Levava o nome de biblioteca, mas não era mais do que uma sala cedida aos fundos da secretaria de educação. Salvo alunos obrigados, quase ninguém da pequena cidade a usava. Dona Glória, como era chamada, ali se aposentou e ficou, trabalhando como voluntária, apenas para que a biblioteca não fechasse. Já se vão 30 anos trabalhando ali sozinha. Quando morresse, dificilmente seria substituída e a sala voltaria a servir para abrigar qualquer outra coisa. Sua tristeza aumentou ao pensar nisso.
Mirou com desalento sua mesa, repleta de documentos e encomendas. Abriu primeiro os pacotes, eram os livros pedidos antes da pandemia. Surpreendeu-se por terem sido entregues. Catalogou, etiquetou e já os dispôs na prateleira de “novidades”, menos Por quem os sinos dobram, que quase começou a ler ali mesmo. Guardou na bolsa e se pôs a organizar tudo, ficando aliviada por nada ter de responder com urgência, apenas dar ciência e arquivar, menos um envelope grande do Exército, endereçado à prefeitura e aos cuidados dela.
Assustada, abriu o envelope. Continha uma carta enviada pelo Museu do Holocausto, de Jerusalém. Estava aberta, contendo uma folha datilografada com timbre do museu, outra carta, muito surrada de tão antiga e um rosário de madeira. Começou pela do museu. Estremeceu, estava destinada à sua mãe que morrera há dois meses, aos 92 anos, tendo sido enterrada sem velório, nem funeral, mais uma das consequências da pandemia. A ansiedade a fez ler aos saltos: “Descobrimos em meio aos objetos colhidos… nosso projeto Recolhendo Fragmentos… carta foi erroneamente classificada como sendo de um judeu… encaminhamos esperando ainda encontrá-la viva e com saúde.” Não conseguia pensar, estupefata. Sua mão tremia, com cuidado desamassou a outra carta, que quase se desfaz ao toque. E leu.
“Lourdes,
Perdoa-me. Estou à beira da morte. Tentamos mais uma vez tomar Monte Castelo, sem sucesso. Fui muito ferido, já desenganado pelo médico. Quem escreve para mim é o padre João, que acabou de ouvir minha confissão, deu-me a extrema unção e também está fazendo esta caridade de atender meu último pedido de te escrever esta carta. As palavras bonitas emprestei dele, você sabe que mal sei falar direito.
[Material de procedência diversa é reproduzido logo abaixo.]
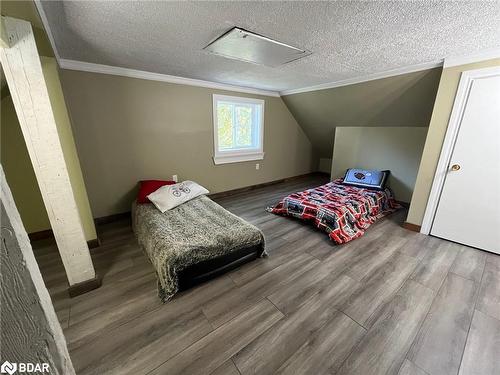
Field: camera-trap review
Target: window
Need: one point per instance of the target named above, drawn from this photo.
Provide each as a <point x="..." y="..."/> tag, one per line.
<point x="238" y="129"/>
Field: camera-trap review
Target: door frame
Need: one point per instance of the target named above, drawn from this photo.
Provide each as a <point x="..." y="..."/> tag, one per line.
<point x="467" y="78"/>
Sei que o que fiz não tem conserto, Lourdes. Se pudesse voltar no tempo e nunca ter te pedido para tirar o bebê, eu voltaria. Se pudesse voltar no tempo e não ter fugido me alistando para esta guerra, eu voltaria. Se pudesse voltar agora, eu voltaria, casaria com você e tentaria ser o melhor pai que pudesse. Mas não posso, não posso mais nada. Só o que me resta é te pedir perdão pelo que fiz, por quem fui, e rezar para que você tenha mantido o bebê.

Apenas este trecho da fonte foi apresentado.